Make Congress responsible for declaring war and accepting the consequences? You revisionist swine!
-VinnyG
According to the WSJ, Obama feels really conflicted about this. But don't you see that his hands are tied? What else is he supposed to do?
Sf'd the link
The War Nerd summarized the status quo between ISIS, Kurds, Yazidis, etc. about a month and a half ago..
good piece
While I deplore Obama's illegal unilateral actions, this is not one of these cases. His rationale for action is to protect US citizens, of which there are a large number in Erbil. This is sufficient justification for limited attacks.
Beyond that, both sides have to share the blame for Obama's lack of action in Iraq when it was needed. There is now a clear and present danger to the US there (and in Syria). IS (formerly ISIL and ISIS) has stated its intent to attack the US. It has many more resources than Al Qaeda ever possessed: thousands of trained fighters, many of whom have passports that require no visa to enter the us; large amounts of money - up to $1 billion; lots of military equipment, including stinger missiles and possibly SA-11's like were used to shoot down MH17. Head-in-the-sand isolationists allowed this to happen, and Obama was one of them.

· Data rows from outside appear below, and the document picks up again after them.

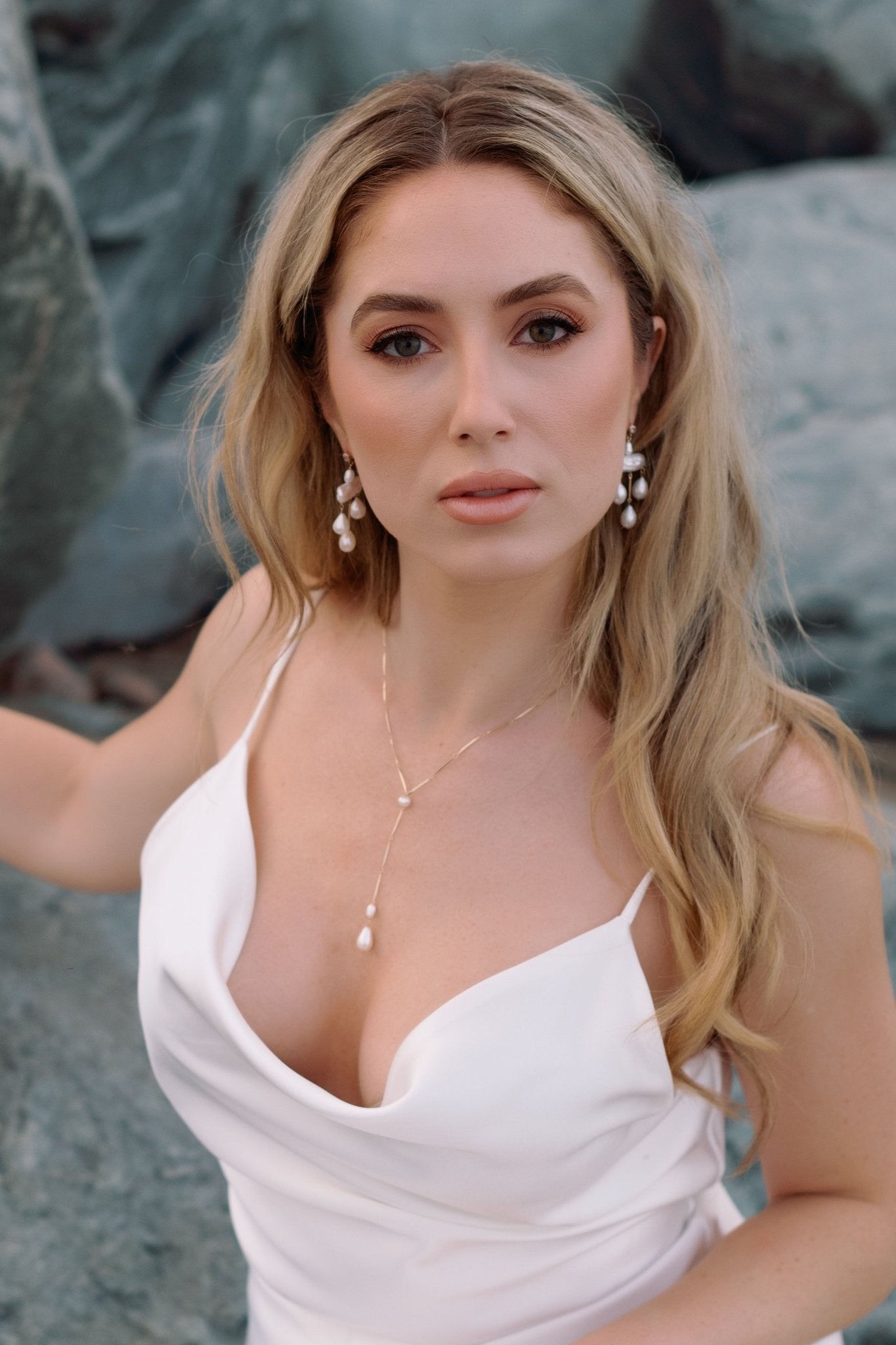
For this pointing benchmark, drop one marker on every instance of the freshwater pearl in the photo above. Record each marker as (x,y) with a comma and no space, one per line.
(366,939)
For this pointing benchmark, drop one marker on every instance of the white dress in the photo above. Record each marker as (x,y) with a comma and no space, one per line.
(530,1174)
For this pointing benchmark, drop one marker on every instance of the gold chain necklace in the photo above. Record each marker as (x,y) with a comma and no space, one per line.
(366,938)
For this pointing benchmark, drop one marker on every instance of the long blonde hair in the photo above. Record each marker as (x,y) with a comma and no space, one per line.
(666,630)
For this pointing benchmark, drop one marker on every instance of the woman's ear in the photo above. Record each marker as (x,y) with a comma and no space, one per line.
(648,365)
(330,413)
(656,346)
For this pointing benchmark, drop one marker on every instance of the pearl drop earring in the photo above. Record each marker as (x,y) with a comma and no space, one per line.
(349,494)
(631,463)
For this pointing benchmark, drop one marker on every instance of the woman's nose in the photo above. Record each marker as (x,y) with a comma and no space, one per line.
(480,413)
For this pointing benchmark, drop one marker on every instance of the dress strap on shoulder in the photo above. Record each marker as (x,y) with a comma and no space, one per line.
(756,739)
(273,677)
(631,906)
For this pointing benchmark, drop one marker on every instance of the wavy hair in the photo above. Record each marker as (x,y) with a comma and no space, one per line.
(666,626)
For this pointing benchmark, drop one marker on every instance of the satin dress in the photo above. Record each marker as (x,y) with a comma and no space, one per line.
(531,1173)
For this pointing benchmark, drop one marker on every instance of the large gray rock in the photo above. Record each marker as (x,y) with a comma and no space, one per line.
(172,121)
(142,567)
(743,84)
(811,256)
(113,1220)
(65,416)
(364,41)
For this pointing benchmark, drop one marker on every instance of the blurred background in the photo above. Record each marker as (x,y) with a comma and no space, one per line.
(139,142)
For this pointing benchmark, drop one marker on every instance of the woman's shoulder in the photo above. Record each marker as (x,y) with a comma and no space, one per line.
(236,650)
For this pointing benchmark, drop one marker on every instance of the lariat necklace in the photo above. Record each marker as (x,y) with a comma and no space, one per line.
(366,938)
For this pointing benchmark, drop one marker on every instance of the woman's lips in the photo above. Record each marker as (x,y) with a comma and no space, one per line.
(489,509)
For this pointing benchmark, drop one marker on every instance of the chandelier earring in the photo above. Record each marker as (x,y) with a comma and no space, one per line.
(634,490)
(349,493)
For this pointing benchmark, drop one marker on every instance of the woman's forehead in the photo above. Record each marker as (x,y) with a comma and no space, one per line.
(468,227)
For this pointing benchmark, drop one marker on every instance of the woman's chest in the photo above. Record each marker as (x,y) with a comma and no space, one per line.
(499,858)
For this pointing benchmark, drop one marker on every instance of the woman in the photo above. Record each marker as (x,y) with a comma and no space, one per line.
(480,835)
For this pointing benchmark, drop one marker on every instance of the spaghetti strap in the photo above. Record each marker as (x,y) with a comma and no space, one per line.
(273,677)
(630,908)
(756,739)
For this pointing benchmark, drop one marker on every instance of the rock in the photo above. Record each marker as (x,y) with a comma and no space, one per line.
(141,567)
(811,256)
(113,1220)
(362,41)
(172,121)
(65,417)
(735,85)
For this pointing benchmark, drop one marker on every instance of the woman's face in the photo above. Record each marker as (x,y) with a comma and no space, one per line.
(479,328)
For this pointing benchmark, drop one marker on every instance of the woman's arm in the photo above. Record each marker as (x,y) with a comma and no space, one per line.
(824,1251)
(77,813)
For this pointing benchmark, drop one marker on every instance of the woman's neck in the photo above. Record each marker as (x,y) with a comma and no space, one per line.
(464,655)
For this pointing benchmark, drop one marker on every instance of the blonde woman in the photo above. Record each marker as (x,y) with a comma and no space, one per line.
(480,837)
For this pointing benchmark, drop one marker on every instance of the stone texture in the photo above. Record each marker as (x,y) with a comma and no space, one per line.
(748,1191)
(172,123)
(141,567)
(65,416)
(811,256)
(113,1222)
(735,85)
(363,41)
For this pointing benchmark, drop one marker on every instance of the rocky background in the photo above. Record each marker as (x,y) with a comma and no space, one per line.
(139,141)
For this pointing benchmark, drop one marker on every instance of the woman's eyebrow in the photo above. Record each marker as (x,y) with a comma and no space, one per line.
(521,294)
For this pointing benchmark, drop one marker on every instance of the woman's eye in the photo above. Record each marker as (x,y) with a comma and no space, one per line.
(402,346)
(548,331)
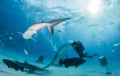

Claiming that the 2003 war was a mistake simply does not justify inaction in the recent circumstances. It matters not how we got into this mess, what matters is what we do about it!
You talking about the well armed group trained and funded by the CIA? Us head in the sand isolationists never saw that one coming, no sir.
Not one post by buttplug claiming bush was worse? I signed into this motel WiFi for nuthin.
It is of vital importance to those in power that we as a nation maintain a constant state of war. More money, more power, more control. Krugman must be loving all those broken windows. The Stasi would be wet over the scope of spying by the NSA and the othe alphabits agencies. Stalin's dreams are being realized, albeit slowly, in Russia, and over the last several decades, here. Between the exec, the judiciary, and the legislative running roughshod over the constitution it does not seem that voting a politician into any elected position would affect any change.
Ironic, as well, that McCain has several times argued for arming pretty much these same folks.
Does the AUMF-2002 (Iraq) have an expiration date?
If not, he has the authority.
And if not under "'02", then probably under AUMF-2001.
As to the 'false currency' argument:
This is why the American People do not trust Libertarians to conduct foreign policy.